One spot on my bucket list is definitely the Great Wall of China. Not only is it mentioned in one of my favorite books of all time, 50 Places to See Before You Die & 50 Places That Are a Lot More Fun (What, isn’t that everyone’s favorite book for making travel plans? Psht. Fine. Stick to Frodor’s, although, FYI, they mention the Wall too.), it is also at the epicenter of the plot of The Great Wall. The film still in development, but it will be the weirdest sci-fi thrillers ever made about one of the world wonders upon its release.
I also find it delightful that, for years, people actually believed one of the major components keeping the wall together was sticky rice soup mixed with slaked line and limestone.
Sorry, were you looking fun Great Wall of China facts? I keep giving you fictions. Let’s move on to some nifty facts about the only man-made object visible from space… just kidding, that’s a myth too.
A Quick History of the Great Wall of China
So why is there even a Great Wall? In ancient China, the country was broken down into a lot of little states, all with their own princes and overlords. The Wall was built to section off many of these states. Later, as China began to unify, the Wall grew. Sections continued to be added, combining the different existing sections of the Wall and keeping invaders out.
- The Great Wall of China is the longestman-made object on Earth.

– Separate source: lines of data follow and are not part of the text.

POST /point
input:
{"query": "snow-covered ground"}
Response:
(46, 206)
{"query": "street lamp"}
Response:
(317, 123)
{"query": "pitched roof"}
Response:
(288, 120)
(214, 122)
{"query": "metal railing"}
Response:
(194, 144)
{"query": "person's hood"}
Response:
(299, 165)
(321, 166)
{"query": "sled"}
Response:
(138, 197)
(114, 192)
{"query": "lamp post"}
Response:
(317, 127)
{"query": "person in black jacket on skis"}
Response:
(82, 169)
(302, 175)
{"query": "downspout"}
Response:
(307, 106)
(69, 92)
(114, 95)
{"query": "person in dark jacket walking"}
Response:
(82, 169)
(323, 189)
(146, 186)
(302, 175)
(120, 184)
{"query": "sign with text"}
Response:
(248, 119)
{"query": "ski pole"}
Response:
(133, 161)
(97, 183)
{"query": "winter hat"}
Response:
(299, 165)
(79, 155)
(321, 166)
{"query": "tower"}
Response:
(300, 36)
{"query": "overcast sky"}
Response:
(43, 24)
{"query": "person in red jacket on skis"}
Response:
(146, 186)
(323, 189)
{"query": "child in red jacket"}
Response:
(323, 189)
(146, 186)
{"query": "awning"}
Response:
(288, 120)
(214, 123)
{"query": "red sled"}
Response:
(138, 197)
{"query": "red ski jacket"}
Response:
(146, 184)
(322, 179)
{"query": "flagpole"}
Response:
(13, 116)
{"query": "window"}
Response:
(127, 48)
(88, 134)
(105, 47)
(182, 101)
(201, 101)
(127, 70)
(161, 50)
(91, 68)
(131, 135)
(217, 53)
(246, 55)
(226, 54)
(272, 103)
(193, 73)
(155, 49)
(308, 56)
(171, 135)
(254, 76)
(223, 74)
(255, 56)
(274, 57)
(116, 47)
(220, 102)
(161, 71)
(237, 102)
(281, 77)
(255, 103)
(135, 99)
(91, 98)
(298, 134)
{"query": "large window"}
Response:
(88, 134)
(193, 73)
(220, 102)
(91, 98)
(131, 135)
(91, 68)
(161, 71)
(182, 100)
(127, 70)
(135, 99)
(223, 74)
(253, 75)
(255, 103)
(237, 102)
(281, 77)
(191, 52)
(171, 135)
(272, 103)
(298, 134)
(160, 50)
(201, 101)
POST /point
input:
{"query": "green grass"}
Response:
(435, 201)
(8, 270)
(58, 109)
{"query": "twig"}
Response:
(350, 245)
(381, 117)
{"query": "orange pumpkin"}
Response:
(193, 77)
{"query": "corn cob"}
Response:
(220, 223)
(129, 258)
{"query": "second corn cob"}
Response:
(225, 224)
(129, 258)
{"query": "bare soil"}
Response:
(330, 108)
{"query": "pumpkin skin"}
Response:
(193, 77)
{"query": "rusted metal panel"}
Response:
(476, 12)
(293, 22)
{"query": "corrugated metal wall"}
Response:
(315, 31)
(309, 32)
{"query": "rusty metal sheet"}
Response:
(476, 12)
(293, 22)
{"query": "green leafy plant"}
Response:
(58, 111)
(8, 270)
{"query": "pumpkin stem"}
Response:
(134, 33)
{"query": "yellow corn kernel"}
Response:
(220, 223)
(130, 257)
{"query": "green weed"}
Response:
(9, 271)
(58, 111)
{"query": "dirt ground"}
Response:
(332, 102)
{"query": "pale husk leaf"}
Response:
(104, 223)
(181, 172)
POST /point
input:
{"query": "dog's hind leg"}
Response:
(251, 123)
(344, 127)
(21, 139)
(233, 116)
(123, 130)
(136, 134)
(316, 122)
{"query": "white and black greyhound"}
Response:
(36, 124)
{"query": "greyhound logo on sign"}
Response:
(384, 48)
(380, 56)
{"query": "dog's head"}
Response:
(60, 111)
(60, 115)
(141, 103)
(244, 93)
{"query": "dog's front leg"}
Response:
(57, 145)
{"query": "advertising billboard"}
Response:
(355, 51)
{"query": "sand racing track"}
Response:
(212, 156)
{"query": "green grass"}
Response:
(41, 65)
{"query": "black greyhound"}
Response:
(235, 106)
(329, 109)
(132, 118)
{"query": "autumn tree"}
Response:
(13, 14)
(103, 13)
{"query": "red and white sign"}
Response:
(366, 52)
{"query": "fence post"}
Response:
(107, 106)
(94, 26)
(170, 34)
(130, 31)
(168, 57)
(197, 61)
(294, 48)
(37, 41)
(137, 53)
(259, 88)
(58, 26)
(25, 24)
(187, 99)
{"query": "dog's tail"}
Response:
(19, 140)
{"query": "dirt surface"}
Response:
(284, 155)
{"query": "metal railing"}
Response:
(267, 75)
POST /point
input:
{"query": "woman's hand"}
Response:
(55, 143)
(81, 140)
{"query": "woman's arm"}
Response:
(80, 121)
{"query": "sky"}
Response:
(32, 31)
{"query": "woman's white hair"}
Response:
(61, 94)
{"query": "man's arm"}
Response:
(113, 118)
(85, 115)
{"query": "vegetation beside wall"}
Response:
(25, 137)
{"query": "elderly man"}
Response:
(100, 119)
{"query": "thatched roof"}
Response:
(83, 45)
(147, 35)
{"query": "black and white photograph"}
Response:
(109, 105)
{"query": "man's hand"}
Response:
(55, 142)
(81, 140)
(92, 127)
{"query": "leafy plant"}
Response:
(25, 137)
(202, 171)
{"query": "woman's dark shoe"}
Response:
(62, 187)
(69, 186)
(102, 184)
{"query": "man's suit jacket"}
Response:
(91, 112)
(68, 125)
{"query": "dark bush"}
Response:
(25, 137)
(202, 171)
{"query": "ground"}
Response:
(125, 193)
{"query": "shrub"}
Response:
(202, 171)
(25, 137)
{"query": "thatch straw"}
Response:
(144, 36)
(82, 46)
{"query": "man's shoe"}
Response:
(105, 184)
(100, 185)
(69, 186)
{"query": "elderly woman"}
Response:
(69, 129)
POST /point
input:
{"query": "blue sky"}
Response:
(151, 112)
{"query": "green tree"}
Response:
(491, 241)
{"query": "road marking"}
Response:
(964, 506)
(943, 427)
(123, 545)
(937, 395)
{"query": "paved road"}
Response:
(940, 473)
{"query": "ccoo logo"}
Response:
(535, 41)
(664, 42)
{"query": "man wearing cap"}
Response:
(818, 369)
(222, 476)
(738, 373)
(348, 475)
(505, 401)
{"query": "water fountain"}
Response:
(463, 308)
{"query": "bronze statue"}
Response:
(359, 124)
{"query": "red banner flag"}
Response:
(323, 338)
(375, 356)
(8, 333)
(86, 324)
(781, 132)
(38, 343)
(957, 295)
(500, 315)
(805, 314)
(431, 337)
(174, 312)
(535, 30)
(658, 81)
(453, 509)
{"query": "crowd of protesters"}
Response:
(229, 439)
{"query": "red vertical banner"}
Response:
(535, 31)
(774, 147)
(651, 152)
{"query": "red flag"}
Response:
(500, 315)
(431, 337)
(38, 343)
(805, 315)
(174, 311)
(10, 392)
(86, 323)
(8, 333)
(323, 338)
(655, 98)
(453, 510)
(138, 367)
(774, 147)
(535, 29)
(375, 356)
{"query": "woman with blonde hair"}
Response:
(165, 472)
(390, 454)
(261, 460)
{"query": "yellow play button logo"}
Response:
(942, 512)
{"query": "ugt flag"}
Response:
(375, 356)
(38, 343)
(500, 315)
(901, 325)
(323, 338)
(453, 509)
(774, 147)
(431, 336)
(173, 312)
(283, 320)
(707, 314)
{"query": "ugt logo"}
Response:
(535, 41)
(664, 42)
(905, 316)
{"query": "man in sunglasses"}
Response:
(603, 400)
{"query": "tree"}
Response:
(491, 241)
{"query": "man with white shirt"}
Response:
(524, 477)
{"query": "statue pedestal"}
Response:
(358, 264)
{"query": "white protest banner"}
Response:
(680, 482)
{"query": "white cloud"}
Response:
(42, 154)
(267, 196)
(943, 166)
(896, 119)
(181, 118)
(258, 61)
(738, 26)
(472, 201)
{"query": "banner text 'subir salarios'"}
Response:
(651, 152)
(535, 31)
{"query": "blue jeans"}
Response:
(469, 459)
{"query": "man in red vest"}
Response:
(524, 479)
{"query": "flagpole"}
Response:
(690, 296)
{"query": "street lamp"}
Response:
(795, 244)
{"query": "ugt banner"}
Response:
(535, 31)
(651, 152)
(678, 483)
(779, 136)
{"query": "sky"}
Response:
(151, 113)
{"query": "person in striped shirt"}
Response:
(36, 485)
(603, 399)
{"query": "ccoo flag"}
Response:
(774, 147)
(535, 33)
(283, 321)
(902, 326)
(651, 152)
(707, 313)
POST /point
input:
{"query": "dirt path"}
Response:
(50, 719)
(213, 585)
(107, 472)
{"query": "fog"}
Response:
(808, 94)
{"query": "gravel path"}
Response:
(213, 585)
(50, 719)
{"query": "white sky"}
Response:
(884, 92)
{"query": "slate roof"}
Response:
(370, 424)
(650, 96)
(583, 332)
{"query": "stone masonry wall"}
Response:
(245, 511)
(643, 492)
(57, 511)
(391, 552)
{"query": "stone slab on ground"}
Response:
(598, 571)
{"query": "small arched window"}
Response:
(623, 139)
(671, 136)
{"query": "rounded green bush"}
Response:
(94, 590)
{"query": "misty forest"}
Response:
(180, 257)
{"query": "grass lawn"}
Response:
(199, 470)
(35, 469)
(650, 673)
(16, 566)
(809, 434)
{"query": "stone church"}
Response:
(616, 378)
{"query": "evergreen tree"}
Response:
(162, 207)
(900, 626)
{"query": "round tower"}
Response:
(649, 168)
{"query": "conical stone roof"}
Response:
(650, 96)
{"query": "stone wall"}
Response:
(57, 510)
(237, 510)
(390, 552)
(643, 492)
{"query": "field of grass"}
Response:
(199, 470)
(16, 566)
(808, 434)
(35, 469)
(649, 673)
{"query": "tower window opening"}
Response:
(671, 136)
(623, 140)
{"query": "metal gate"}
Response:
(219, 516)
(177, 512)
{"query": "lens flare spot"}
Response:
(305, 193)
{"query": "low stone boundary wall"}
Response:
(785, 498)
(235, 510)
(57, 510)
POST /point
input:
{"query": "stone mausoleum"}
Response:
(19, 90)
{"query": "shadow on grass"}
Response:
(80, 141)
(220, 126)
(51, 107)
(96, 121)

One theory on its longevity comes from Peter Noll, author of Secrets of the Great Wall, who believes that the use of soil that was at least 4 inches underground has been the key factor in keeping the wall structurally sound all these years. It insured that no seeds or sprouts could germinate and weaken the structural integrity of the wall.
- The Great Wall is actually split into smaller sections with different names. So if you plan to visit, you’ll want to pick which section you’re most interested in seeing. The most popular and best preserved section of the Wall is Badaling. Other popular sections include Mutianyu, Simatai, Jinshanling and Jiayu Pass. An interesting section of the Wall is Juyongguan Pass. Along with being a former military center, it is also a very picturesque scenic area featuring lovely foliage and a gorgeous mountain background.
- The widest sections of the Wall are close to 30 feet across and the highest point in about 26 feet high. The earliest sections of the Wall were made from stone, wood and dirt.
- One gruesome legend which has even been made into a Chinese movie is the story of Meng Jiangny, whose husband was a builder on the Wall. She went to the Wall looking for him only to find that he had died and was buried in the wall. She began to weep so bitterly that the section of the wall collapsed and revealed her husbands remains.
…and we’re back to fiction again. But, sometimes that’s the best part of a historic site. Fortunately, the Great Wall of China has it all – history, areas of stunning architecture, folklore and aliens (What? Aliens? Seriously, you’ll have to see The Great Wall when it hits the theaters).